İçtihat var; bu işlemleri yapanlar 3359 SAYILI SAĞLIK HİZMETLERİ KANUNU EK-11 maddesi ve/veya 1219 SAYILI KANUNA AYKIRILIK SUÇU nedeniyle hapis cezası ile cezalandırılır. Yüzlerce karar var.
7. CEZA DAİRESİ
Esas : 2024/1624
Karar : 2024/5497
Karar Tarihi :20.05.2024
Sanık hakkında bozma üzerine kurulan hükmün; temyiz edilebilir olduğu, temyiz edenin hükmü temyize hak ve yetkisinin bulunduğu, temyiz isteğinin süresinde olduğu, temyiz isteğinin reddini gerektirir bir durumun bulunmadığı yapılan ön inceleme neticesinde tespit edilmekle,
Sanık müdafiin, incelemenin duruşmalı yapılması talebinin, tayin olunan cezanın süresi itibarıyla yasal olanak bulunmadığından, 5320 sayılı Kanun’un 8. maddesi uyarınca yürürlükte bulunan 1412 sayılı Kanun'un 318. maddesi uyarınca reddine karar verilerek, gereği düşünüldü:
I. TEMYİZ SEBEPLERİ
Sanık müdafiin temyiz sebepleri; sanığın iş yerinde ele geçen cihaz tıbbi amaçlı üretilen değil epilasyon amacıyla üretilen bir IPL cihazı olduğuna, suçun oluşmadığına, sanığın cezalandırılmasına yeter her türlü şüpheden uzak ve kesin delil bulunmadığına ve sair nedenlere ilişkindir.
II. GEREKÇE
Dosya kapsamına göre, Sağlık Bakanlığı tarafından, mevzuat değişikliği sonucu sağlık kuruluşu statüsünden çıkarılan güzellik salonlarında yapılan denetimler çerçevesinde çeşitli şehirlerde şubeleri bulunan ve sanığın İskenderun şubesi yetkilisi olduğu işletmenin yapılan denetiminde, cilt bakımı odasında bir adet iğneli epilasyon cihazı bulunduğu belirlenerek tutanak tutulmuş ve sanık hakkında 1219 sayılı Kanun'a muhalefet suçundan cezalandırılması istemiyle kamu davası açılmıştır.

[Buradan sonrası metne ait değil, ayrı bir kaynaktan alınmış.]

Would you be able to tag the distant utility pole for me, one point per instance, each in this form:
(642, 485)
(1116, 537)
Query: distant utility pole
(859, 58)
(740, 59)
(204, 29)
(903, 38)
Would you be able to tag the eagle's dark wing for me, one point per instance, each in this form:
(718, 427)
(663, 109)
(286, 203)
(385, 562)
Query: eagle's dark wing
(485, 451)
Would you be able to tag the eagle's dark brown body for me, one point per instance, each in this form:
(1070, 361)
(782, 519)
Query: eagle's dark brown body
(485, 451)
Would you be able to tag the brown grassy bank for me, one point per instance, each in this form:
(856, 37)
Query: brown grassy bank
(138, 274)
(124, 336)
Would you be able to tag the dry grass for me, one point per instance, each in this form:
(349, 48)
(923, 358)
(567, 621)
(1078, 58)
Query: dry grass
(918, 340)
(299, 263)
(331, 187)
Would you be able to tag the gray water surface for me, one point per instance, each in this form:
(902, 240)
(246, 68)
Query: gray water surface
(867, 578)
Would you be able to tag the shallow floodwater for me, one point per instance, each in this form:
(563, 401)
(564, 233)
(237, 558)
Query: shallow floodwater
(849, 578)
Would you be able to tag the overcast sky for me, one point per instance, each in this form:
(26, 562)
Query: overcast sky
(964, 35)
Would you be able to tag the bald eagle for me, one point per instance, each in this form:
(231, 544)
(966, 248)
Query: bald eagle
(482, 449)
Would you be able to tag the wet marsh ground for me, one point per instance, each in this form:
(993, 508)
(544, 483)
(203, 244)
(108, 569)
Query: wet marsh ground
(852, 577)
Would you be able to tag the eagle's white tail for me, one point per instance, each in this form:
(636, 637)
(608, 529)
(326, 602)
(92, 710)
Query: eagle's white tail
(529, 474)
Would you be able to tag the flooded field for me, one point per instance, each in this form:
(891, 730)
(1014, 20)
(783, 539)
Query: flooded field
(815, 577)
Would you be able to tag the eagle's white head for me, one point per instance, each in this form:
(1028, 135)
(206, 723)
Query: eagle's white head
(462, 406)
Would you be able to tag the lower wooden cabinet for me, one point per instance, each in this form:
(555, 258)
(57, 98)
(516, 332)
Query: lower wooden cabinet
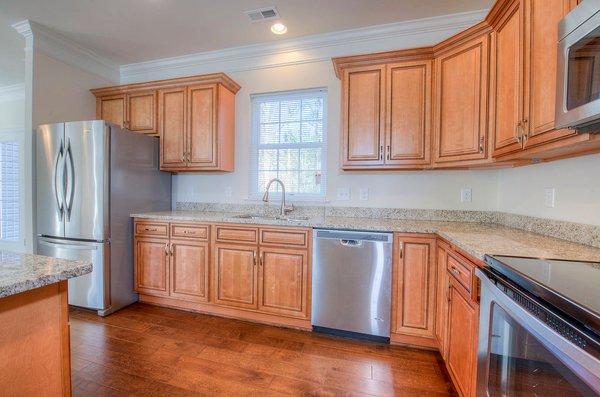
(152, 266)
(235, 273)
(189, 270)
(414, 290)
(283, 279)
(462, 331)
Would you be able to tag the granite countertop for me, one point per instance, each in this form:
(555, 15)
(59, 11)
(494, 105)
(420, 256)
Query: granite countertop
(476, 239)
(24, 272)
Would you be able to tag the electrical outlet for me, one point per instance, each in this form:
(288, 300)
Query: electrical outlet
(550, 197)
(364, 194)
(343, 193)
(466, 195)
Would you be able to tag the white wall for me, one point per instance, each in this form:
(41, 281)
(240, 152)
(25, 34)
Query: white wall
(423, 189)
(576, 182)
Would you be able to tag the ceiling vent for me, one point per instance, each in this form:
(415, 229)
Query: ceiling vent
(262, 14)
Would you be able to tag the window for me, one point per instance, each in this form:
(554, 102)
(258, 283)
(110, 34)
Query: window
(289, 142)
(9, 191)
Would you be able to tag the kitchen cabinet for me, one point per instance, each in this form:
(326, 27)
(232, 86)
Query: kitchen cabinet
(386, 115)
(236, 275)
(194, 118)
(243, 271)
(414, 290)
(283, 279)
(524, 75)
(462, 332)
(152, 265)
(461, 102)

Sanık savunmalarında, 2013 yılından önce bu cihazın kullanımı serbest olduğundan aldıklarını, sonra kullanma imkanı kalmayınca atıl hale geldiğini, ancak denetim sırasında halen iş yerinde durduğunu, sonrasında kaldırdıklarını beyan etmiştir.
Tüm dosya kapsamına ve tutanağa göre, sanığın iş yerinde, mevzuat uyarınca tıbbi cihaz olarak kabul edilen ve tabip tarafından tedavide kullanılan IPL cihazının kullanıma hazır olarak bulunması karşısında, sanığın atılı suçu işlediğinin sabit kabul edilip hakkında 1219 sayılı Kanun'a muhalefet suçundan mahkûmiyet hükmü kurulmasında hukuka aykırılık bulunmamıştır.
Sanık hakkında kurulan hükümde, Yargıtay tarafından düzeltilmesi mümkün görülen, kamu davasına katılma hakkı bulunmayan Sağlık Bakanlığı'nın davaya katılmasına karar verilerek lehine vekalet ücretine hükmolunması dışında bir hukuka aykırılık görülmemiştir.
III. KARAR
Gerekçe bölümünde açıklanan nedenlerle sanık müdafiin temyiz istemi yerinde görüldüğünden hükmün, 1412 sayılı Kanun’un 321. maddesi gereği BOZULMASINA, bu husus yeniden yargılamayı gerektirmediğinden aynı Kanun’un 322. maddesi gereğince, hüküm fıkrasından vekâlet ücretine ilişkin 8. maddenin çıkartılması suretiyle hükmün, Tebliğname’ye kısmen uygun olarak, oy birliğiyle DÜZELTİLEREK ONANMASINA, 20.05.2024 tarihinde karar verildi.